Leggett said support from Montgomery County was an important element in Baltimore City’s ability to secure the funding package. He made it clear Thursday that he expected reciprocity.
“I said at the time [to Baltimore lawmakers] there may come a me-too moment. It’s our me-too moment,” Leggett said.
His sentiments were echoed by Del. Sheila Hixson (D-Montomery), who said: “We were on their side. Now it’s our turn.”
But Baltimore City legislators may not share that sense of obligation. Del. Shawn Tarrant (D-Baltimore City) said that in exchange for help on schools funding, his delegation came to Montgomery’s aid by supporting an unpopular increase in the state gasoline tax to fund highway construction and mass transit projects such as the Purple Line.
“The quid pro already happened,” said Tarrant, who also serves as chief deputy majority whip in the State House. “We were good to them last session. We exchanged gifts last session. Everybody got a nice shiny red tricycle.”
Tarrant added, however, that Montgomery’s proposal can also stand on its own merits. “I think Montgomery County has a lot to offer the state of Maryland, and children should be in classrooms that are not overcrowded.”
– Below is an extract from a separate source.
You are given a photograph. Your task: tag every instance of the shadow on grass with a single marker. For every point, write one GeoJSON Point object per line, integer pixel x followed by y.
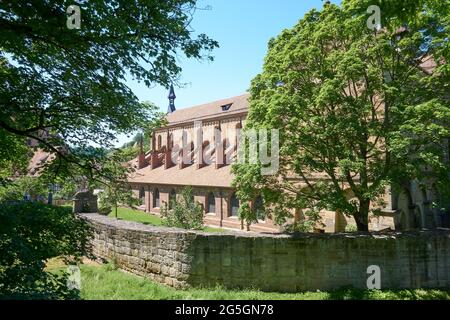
{"type": "Point", "coordinates": [400, 294]}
Montgomery must also contend with the long-standing perception in Annapolis that the county’s wealth makes it less deserving of consideration for extra support. Officials said Thursday that the reality on the ground — especially in the schools — is quite different, with increasing numbers of students from low-income homes where English is not spoken. Just 32 percent of the system’s enrollment is white, non-Hispanic. Slightly more than 33 percent of students qualify for free and reduced-price meals.
“Our schools are becoming poorer and browner,” said Montgomery Board of Education President Christopher Barclay. “We’re not asking for special treatment. We’re asking for space that we need for our children.”